Thursday, September 27, 2018

Teacherscribe's Teaching Thought #18



Teaching Thought #18

In prepping for my UND Teaching and Learning 250 class a few years ago, I came across this interesting read, Ten Things Teachers Should Unlearn – I revisit it before every school year.

Third thing teachers should unlearn:  Teachers are responsible for the learning

As a teacher, I have mixed feelings about this.  On the one hand, I side with Alfie Kohn when he presents this old philosophical chest-nut “If a lesson is taught and students don’t learn anything, was the lesson even ‘taught’”?  And the answer is, of course, no.  It wasn’t taught.  Regardless of the class, whether it’s my College Comp 2 students, many of whom will graduate with 4.0 or higher GPAs, or if it’s my classes at the ALC, if I ‘teach’ a lesson, the students better take something away from it.  If they don’t take anything away, I need to re-teach it. I failed.
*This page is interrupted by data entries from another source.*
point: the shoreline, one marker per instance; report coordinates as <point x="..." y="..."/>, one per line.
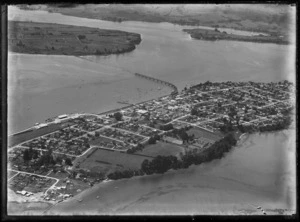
<point x="160" y="20"/>
<point x="57" y="39"/>
<point x="216" y="35"/>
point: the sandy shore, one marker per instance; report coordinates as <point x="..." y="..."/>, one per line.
<point x="253" y="174"/>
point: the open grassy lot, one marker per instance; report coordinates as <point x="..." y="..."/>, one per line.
<point x="161" y="148"/>
<point x="55" y="39"/>
<point x="28" y="135"/>
<point x="198" y="132"/>
<point x="105" y="160"/>
<point x="11" y="173"/>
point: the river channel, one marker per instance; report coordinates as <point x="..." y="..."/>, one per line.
<point x="260" y="171"/>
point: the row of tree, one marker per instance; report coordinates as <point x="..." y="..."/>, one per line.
<point x="162" y="164"/>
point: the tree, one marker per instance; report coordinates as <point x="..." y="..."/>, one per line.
<point x="26" y="157"/>
<point x="194" y="112"/>
<point x="118" y="116"/>
<point x="68" y="161"/>
<point x="152" y="140"/>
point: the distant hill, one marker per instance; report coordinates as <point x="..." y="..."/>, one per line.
<point x="254" y="17"/>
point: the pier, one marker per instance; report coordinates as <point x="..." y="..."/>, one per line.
<point x="175" y="90"/>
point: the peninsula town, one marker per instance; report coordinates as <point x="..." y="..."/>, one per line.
<point x="56" y="160"/>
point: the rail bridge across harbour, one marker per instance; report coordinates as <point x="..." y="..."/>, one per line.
<point x="175" y="90"/>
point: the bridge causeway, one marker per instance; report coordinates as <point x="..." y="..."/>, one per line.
<point x="175" y="90"/>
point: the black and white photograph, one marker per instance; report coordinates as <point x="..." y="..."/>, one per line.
<point x="151" y="109"/>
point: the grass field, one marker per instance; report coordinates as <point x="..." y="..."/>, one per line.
<point x="55" y="39"/>
<point x="107" y="161"/>
<point x="10" y="174"/>
<point x="28" y="135"/>
<point x="198" y="132"/>
<point x="161" y="148"/>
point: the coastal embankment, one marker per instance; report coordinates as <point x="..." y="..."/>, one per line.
<point x="56" y="39"/>
<point x="214" y="35"/>
<point x="252" y="174"/>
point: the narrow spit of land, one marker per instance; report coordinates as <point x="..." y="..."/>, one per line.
<point x="55" y="39"/>
<point x="71" y="153"/>
<point x="214" y="35"/>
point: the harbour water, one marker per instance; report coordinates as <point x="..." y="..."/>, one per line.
<point x="43" y="86"/>
<point x="260" y="171"/>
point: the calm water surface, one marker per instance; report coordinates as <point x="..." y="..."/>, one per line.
<point x="258" y="172"/>
<point x="165" y="52"/>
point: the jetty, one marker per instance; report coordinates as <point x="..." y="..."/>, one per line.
<point x="175" y="90"/>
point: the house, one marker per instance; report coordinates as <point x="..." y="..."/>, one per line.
<point x="173" y="140"/>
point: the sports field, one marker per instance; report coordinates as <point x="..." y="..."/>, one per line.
<point x="108" y="160"/>
<point x="161" y="148"/>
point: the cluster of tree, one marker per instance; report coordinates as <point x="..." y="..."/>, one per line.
<point x="135" y="149"/>
<point x="182" y="134"/>
<point x="194" y="111"/>
<point x="166" y="127"/>
<point x="81" y="37"/>
<point x="162" y="164"/>
<point x="280" y="125"/>
<point x="124" y="174"/>
<point x="45" y="159"/>
<point x="118" y="116"/>
<point x="153" y="139"/>
<point x="30" y="154"/>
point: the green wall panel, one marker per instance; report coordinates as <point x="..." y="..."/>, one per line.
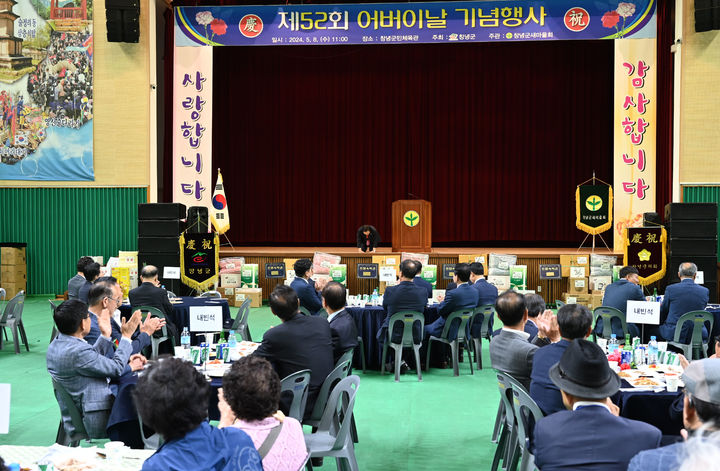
<point x="703" y="194"/>
<point x="60" y="225"/>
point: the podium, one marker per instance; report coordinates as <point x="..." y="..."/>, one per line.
<point x="412" y="225"/>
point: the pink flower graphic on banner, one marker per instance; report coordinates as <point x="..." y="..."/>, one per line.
<point x="218" y="27"/>
<point x="625" y="9"/>
<point x="610" y="19"/>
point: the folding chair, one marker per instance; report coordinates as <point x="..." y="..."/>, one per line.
<point x="408" y="320"/>
<point x="333" y="438"/>
<point x="296" y="383"/>
<point x="464" y="317"/>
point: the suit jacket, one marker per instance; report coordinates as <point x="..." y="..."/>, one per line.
<point x="681" y="298"/>
<point x="140" y="339"/>
<point x="512" y="353"/>
<point x="301" y="342"/>
<point x="420" y="281"/>
<point x="590" y="438"/>
<point x="344" y="333"/>
<point x="542" y="389"/>
<point x="309" y="298"/>
<point x="84" y="291"/>
<point x="74" y="285"/>
<point x="83" y="369"/>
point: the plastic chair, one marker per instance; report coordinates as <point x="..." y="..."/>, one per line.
<point x="332" y="437"/>
<point x="507" y="441"/>
<point x="296" y="383"/>
<point x="240" y="324"/>
<point x="487" y="311"/>
<point x="527" y="413"/>
<point x="464" y="317"/>
<point x="155" y="341"/>
<point x="12" y="319"/>
<point x="607" y="314"/>
<point x="696" y="349"/>
<point x="408" y="320"/>
<point x="65" y="402"/>
<point x="341" y="371"/>
<point x="53" y="306"/>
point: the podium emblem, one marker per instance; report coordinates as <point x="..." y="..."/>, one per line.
<point x="411" y="218"/>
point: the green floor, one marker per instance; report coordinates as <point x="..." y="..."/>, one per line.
<point x="443" y="422"/>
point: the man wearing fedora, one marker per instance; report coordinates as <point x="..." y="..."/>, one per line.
<point x="701" y="414"/>
<point x="588" y="436"/>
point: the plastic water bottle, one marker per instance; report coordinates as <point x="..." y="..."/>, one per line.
<point x="185" y="338"/>
<point x="652" y="351"/>
<point x="613" y="344"/>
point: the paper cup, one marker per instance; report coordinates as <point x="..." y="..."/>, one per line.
<point x="671" y="379"/>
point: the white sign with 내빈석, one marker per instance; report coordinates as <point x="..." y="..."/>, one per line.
<point x="643" y="312"/>
<point x="205" y="318"/>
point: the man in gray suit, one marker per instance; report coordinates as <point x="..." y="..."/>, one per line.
<point x="83" y="369"/>
<point x="510" y="350"/>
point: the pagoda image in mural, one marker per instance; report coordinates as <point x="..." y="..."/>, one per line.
<point x="11" y="56"/>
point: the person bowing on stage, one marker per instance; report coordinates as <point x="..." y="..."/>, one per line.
<point x="367" y="238"/>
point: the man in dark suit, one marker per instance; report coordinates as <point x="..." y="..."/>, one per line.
<point x="91" y="272"/>
<point x="298" y="343"/>
<point x="462" y="297"/>
<point x="342" y="325"/>
<point x="627" y="288"/>
<point x="77" y="281"/>
<point x="574" y="322"/>
<point x="149" y="293"/>
<point x="405" y="296"/>
<point x="487" y="294"/>
<point x="307" y="290"/>
<point x="420" y="281"/>
<point x="510" y="350"/>
<point x="681" y="298"/>
<point x="589" y="435"/>
<point x="83" y="369"/>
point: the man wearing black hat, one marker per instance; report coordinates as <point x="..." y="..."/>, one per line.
<point x="701" y="414"/>
<point x="588" y="436"/>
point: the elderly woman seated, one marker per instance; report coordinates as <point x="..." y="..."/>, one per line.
<point x="172" y="398"/>
<point x="249" y="401"/>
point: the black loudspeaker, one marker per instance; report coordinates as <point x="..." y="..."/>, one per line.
<point x="197" y="220"/>
<point x="161" y="211"/>
<point x="651" y="219"/>
<point x="160" y="227"/>
<point x="707" y="15"/>
<point x="123" y="20"/>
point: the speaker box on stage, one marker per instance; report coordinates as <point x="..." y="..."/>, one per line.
<point x="651" y="219"/>
<point x="160" y="227"/>
<point x="168" y="245"/>
<point x="161" y="211"/>
<point x="197" y="221"/>
<point x="122" y="20"/>
<point x="683" y="211"/>
<point x="707" y="15"/>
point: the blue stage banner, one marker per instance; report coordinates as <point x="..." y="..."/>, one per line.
<point x="399" y="23"/>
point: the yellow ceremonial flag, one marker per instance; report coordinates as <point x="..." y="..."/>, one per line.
<point x="219" y="215"/>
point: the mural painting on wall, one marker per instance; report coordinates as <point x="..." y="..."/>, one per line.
<point x="46" y="90"/>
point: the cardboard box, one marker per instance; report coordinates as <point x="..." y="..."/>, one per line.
<point x="598" y="283"/>
<point x="231" y="280"/>
<point x="567" y="261"/>
<point x="11" y="289"/>
<point x="12" y="255"/>
<point x="253" y="293"/>
<point x="578" y="285"/>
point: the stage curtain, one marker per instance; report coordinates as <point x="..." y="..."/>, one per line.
<point x="314" y="141"/>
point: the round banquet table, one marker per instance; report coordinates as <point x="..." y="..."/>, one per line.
<point x="368" y="320"/>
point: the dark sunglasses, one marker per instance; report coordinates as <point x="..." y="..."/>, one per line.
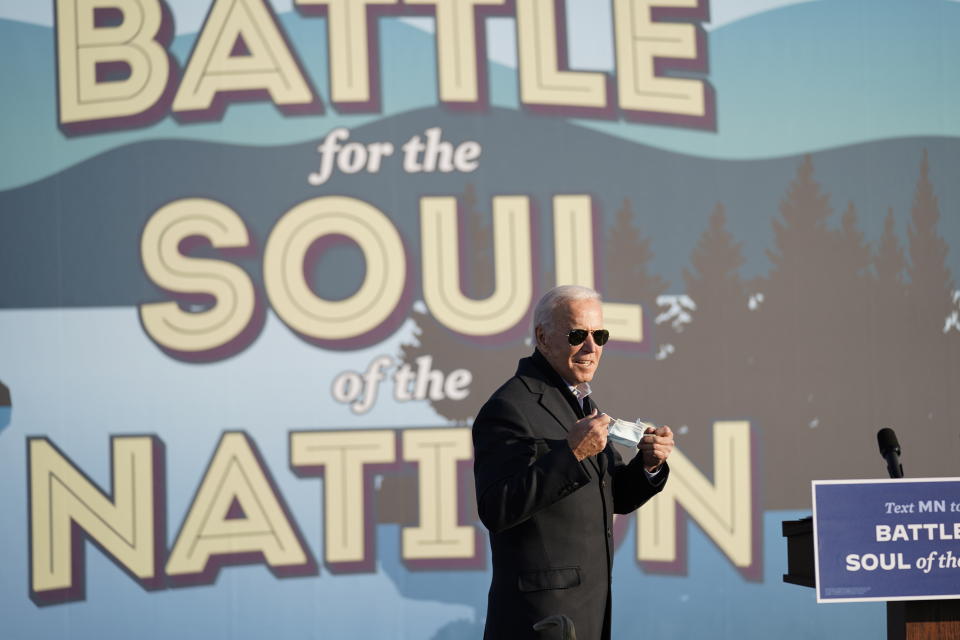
<point x="577" y="336"/>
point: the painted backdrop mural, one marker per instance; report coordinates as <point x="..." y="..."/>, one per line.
<point x="262" y="262"/>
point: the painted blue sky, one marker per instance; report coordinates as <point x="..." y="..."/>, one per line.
<point x="588" y="24"/>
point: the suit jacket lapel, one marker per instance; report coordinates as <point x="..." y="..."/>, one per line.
<point x="541" y="379"/>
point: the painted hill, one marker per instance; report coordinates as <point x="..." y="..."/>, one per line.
<point x="113" y="195"/>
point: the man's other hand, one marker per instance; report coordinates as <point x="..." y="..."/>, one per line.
<point x="588" y="436"/>
<point x="655" y="447"/>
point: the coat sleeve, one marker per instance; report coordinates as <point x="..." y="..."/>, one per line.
<point x="632" y="486"/>
<point x="516" y="473"/>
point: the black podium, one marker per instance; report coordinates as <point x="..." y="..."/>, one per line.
<point x="906" y="619"/>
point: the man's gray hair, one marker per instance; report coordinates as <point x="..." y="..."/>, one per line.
<point x="551" y="300"/>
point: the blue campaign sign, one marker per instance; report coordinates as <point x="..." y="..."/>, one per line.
<point x="887" y="539"/>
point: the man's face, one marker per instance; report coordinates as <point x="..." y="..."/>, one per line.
<point x="577" y="363"/>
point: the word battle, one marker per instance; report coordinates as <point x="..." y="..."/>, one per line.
<point x="115" y="69"/>
<point x="238" y="515"/>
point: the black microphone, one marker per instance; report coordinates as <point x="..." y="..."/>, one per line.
<point x="890" y="450"/>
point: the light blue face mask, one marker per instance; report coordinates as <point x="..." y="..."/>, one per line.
<point x="626" y="433"/>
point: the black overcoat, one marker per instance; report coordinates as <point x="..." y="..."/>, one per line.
<point x="550" y="516"/>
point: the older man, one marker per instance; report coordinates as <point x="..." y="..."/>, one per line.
<point x="548" y="482"/>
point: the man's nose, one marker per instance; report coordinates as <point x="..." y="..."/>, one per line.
<point x="590" y="345"/>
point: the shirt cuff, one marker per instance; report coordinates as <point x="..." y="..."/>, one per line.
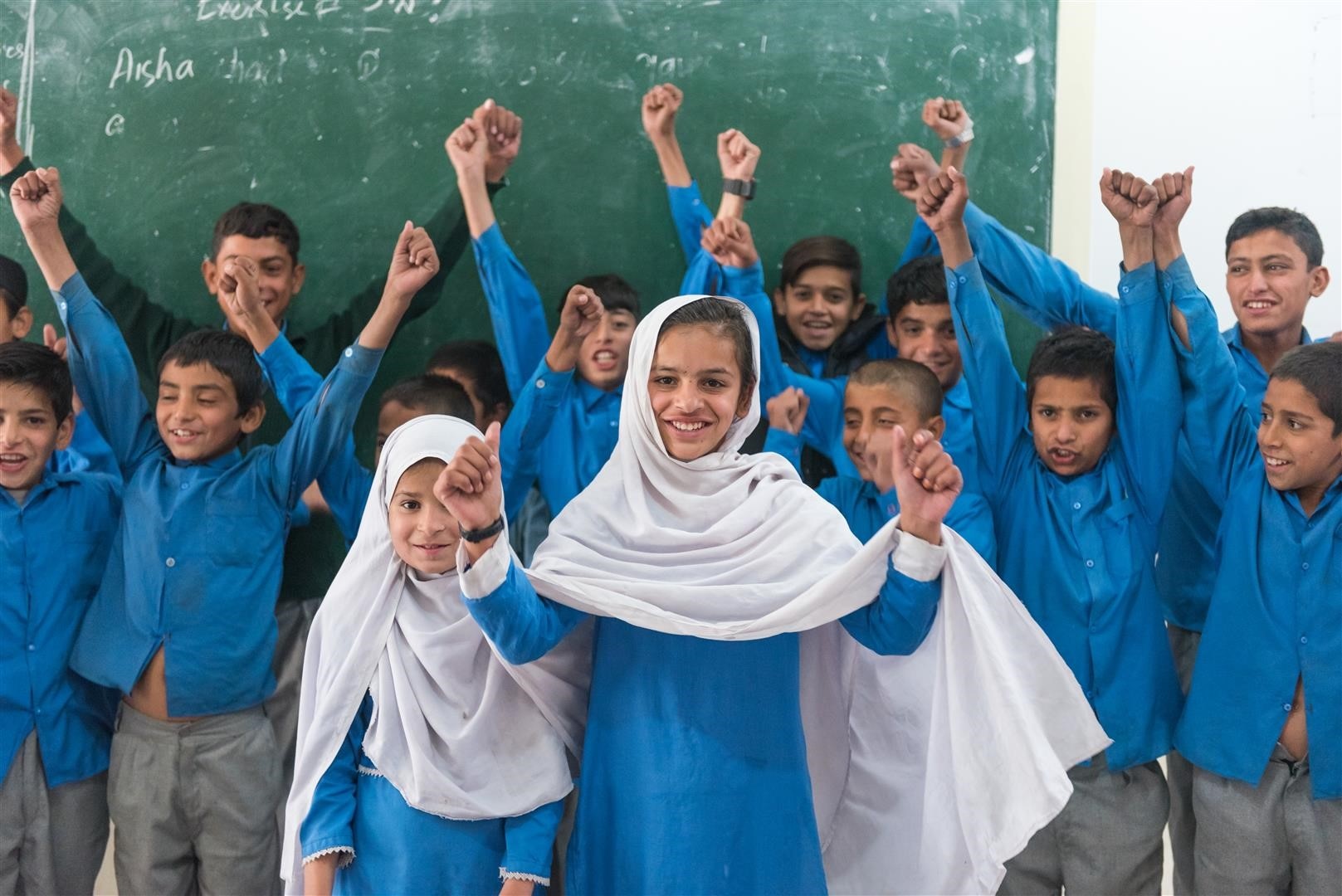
<point x="915" y="558"/>
<point x="485" y="576"/>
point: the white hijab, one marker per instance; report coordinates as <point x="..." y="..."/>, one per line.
<point x="455" y="730"/>
<point x="929" y="772"/>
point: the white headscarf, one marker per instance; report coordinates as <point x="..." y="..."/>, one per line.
<point x="455" y="730"/>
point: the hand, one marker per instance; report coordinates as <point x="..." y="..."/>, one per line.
<point x="659" y="108"/>
<point x="467" y="149"/>
<point x="37" y="199"/>
<point x="502" y="130"/>
<point x="788" y="409"/>
<point x="471" y="485"/>
<point x="730" y="243"/>
<point x="926" y="482"/>
<point x="413" y="262"/>
<point x="946" y="117"/>
<point x="1129" y="199"/>
<point x="910" y="169"/>
<point x="944" y="199"/>
<point x="737" y="156"/>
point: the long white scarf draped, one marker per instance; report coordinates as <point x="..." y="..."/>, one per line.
<point x="455" y="730"/>
<point x="929" y="772"/>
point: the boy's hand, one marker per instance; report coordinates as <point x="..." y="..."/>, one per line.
<point x="926" y="482"/>
<point x="737" y="156"/>
<point x="730" y="243"/>
<point x="659" y="108"/>
<point x="910" y="169"/>
<point x="788" y="411"/>
<point x="469" y="150"/>
<point x="946" y="117"/>
<point x="37" y="199"/>
<point x="502" y="130"/>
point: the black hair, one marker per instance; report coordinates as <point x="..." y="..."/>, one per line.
<point x="481" y="363"/>
<point x="1318" y="368"/>
<point x="909" y="380"/>
<point x="728" y="319"/>
<point x="1289" y="222"/>
<point x="13" y="285"/>
<point x="613" y="290"/>
<point x="813" y="251"/>
<point x="37" y="367"/>
<point x="1074" y="353"/>
<point x="918" y="282"/>
<point x="227" y="353"/>
<point x="431" y="393"/>
<point x="256" y="220"/>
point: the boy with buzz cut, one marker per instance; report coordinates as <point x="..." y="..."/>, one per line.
<point x="56" y="728"/>
<point x="183" y="624"/>
<point x="1076" y="463"/>
<point x="1263" y="722"/>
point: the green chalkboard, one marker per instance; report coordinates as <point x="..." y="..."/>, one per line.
<point x="163" y="113"/>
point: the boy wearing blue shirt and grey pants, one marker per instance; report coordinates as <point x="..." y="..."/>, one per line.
<point x="183" y="624"/>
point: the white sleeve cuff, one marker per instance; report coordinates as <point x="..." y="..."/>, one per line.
<point x="485" y="576"/>
<point x="915" y="558"/>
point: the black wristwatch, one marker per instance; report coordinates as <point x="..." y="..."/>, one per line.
<point x="737" y="187"/>
<point x="476" y="535"/>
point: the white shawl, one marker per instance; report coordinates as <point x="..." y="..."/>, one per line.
<point x="455" y="730"/>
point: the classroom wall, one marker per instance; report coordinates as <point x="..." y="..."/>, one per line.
<point x="1247" y="91"/>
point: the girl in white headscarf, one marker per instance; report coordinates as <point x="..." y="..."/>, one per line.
<point x="424" y="763"/>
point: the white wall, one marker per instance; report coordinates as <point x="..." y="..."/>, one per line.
<point x="1246" y="90"/>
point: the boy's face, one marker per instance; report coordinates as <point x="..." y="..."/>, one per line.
<point x="198" y="412"/>
<point x="1071" y="423"/>
<point x="870" y="416"/>
<point x="28" y="435"/>
<point x="926" y="334"/>
<point x="1296" y="439"/>
<point x="278" y="280"/>
<point x="1270" y="282"/>
<point x="819" y="306"/>
<point x="424" y="533"/>
<point x="606" y="350"/>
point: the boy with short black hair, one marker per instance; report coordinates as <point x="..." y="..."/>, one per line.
<point x="56" y="530"/>
<point x="184" y="624"/>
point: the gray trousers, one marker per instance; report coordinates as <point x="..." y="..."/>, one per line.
<point x="51" y="839"/>
<point x="1271" y="839"/>
<point x="1183" y="825"/>
<point x="1107" y="839"/>
<point x="193" y="804"/>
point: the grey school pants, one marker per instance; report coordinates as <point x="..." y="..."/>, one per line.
<point x="51" y="839"/>
<point x="1183" y="825"/>
<point x="1271" y="839"/>
<point x="193" y="804"/>
<point x="1107" y="839"/>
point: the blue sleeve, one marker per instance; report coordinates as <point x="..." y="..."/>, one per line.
<point x="1150" y="404"/>
<point x="900" y="616"/>
<point x="1222" y="432"/>
<point x="690" y="217"/>
<point x="525" y="432"/>
<point x="515" y="308"/>
<point x="529" y="843"/>
<point x="105" y="377"/>
<point x="522" y="624"/>
<point x="995" y="388"/>
<point x="321" y="430"/>
<point x="329" y="824"/>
But, at the same time, I’ve had plenty of instances where I’ve taught my rear end off and a student selected to purposely tune out.

When that happens, I have to refer to one of my heroes, Seth Godin, and his advice: “this isn’t for you.”

I had a student last year who was constantly on her phone.  She thought she was smarter than everyone else in the class, including me.  For most of the first semester, I warned her to get off her phone and pay attention.  Her work reflected this attitude.  

I realized that I could teach my rear-end off and she would just be on Snapchat.  So I cut her loose.  This class wasn’t for her.  I am able to live with that.

Why?

Because 90% of the students in the class learned a lot and grew as writers and thinkers.  

She purposely chose to not join in and grow.  There was no more I could do.  I can live with that.